One thing to add on the tone at the top, we have an AI club, and Jon is the most active in that AI club. But it's really cool 'cause it gamifies it, and you can see everybody and, like, what did they do, and they're sharing it. I would say high buy-in on the AI side.
Yeah. Yeah, we build skills. We build a whole skill category. I mean, the most important thing to leverage it properly is having the data infrastructure in a really good place. You want, you know, given how technology forward we've been, we have data all the way from our oven data of how often we cook things to our data of how often we prep things, you know, to all of our people data, all of our customer-level data, all of our sales data, all of it, built in. I can kinda go on and ask for correlations between, you know, freshness, you know, store performance and how often they're cooking chicken and start to understand. It's uncovering a ton of really, a lot of great insights.
I think for right now, the biggest thing that it's unlocked is this data insight action loop moving much faster. Things that would have taken, you know, weeks or months to go from like, "Hey, I have this hypothesis. Where's the data? What's the insight? Like, what do I do about it?" That loop has turned into like a 24-hour loop. Like, it's like now you can literally do it in like, in the same day and put out tests.
That's awesome. Just, one last topic before we close off here. New York market, it's been pretty challenging for a lot of brands, a lot of competition. What is the big, like, solution in your mind, like, if not like, we'll expect to see it soon on how to revive that market and get back the performance levels where you can? Is it like the pricing, or is it like some of the older stores that can, like, use some elevation in vibes? Like, any thoughts you could share there?
Sure. New York is a critical market for us. It's still a very strong market. You know, it definitely has been under pressure, but there's a lot we're doing there. One, first and most importantly, it's the actual experience in the restaurants. You know, we've elevated. We've brought in a new RVP to run the region. She's done an amazing job elevating that team, putting the right leaders in place, both at the area manager and the head coach level.
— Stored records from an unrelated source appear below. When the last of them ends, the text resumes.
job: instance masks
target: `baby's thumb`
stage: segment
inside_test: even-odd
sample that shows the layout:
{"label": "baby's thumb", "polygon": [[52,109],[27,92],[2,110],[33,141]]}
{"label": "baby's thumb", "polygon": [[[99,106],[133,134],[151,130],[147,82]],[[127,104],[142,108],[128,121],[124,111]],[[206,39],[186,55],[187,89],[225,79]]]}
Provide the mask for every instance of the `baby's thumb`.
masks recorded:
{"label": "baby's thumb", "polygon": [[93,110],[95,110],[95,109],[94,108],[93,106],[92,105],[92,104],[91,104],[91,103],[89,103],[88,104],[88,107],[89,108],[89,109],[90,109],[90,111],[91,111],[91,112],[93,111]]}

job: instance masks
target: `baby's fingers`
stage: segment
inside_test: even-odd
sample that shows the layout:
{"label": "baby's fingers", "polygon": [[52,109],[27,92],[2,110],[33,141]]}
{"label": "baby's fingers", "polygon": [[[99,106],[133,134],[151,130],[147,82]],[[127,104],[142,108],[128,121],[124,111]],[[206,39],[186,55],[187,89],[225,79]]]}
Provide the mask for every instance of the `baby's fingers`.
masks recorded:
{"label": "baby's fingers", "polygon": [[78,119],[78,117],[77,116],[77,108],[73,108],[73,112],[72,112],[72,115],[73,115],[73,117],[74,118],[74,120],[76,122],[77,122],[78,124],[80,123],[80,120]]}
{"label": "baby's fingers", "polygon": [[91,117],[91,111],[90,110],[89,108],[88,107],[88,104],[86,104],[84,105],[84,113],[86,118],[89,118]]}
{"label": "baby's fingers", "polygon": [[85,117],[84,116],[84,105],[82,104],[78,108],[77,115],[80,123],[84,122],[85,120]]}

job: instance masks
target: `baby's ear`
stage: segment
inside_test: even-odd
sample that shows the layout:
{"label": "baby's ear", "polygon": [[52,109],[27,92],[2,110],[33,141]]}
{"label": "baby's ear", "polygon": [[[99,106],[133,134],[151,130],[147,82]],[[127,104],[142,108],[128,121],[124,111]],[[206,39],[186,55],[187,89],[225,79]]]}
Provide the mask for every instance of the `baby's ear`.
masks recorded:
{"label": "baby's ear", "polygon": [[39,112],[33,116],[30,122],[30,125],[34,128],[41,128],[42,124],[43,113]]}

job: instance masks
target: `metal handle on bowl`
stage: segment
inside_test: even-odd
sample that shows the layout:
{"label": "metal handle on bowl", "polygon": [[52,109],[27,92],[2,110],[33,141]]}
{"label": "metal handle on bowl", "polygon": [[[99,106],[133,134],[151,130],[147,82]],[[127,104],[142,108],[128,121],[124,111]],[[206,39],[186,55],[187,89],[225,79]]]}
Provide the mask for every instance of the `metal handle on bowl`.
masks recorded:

We've been investing a lot in that leadership development and hospitality training that I've talked about. That's part one is just the overall experience. There is some work being done in terms of the actual fleet itself.
You know, whether it be stores that are up for lease that we will relocate, renovate, or close, we are looking at a lot of portfolio work being done across the region. Then the rest is really work that's happening across the enterprise that will definitely help New York. Things like wraps and broadening the menu or so the menu innovation work, things like the price-value work and the brand work. Those all obviously have an outsized impact on New York.
Perfect. Thank you. Thanks a lot for joining us here.
Thank you.
Jonathan and Jamie. Wishing you the very best.
Great to see you.
Throughout the transformation. Thank you everyone for joining us, this year on the conference. Looking forward to seeing you guys next year, at the same venue.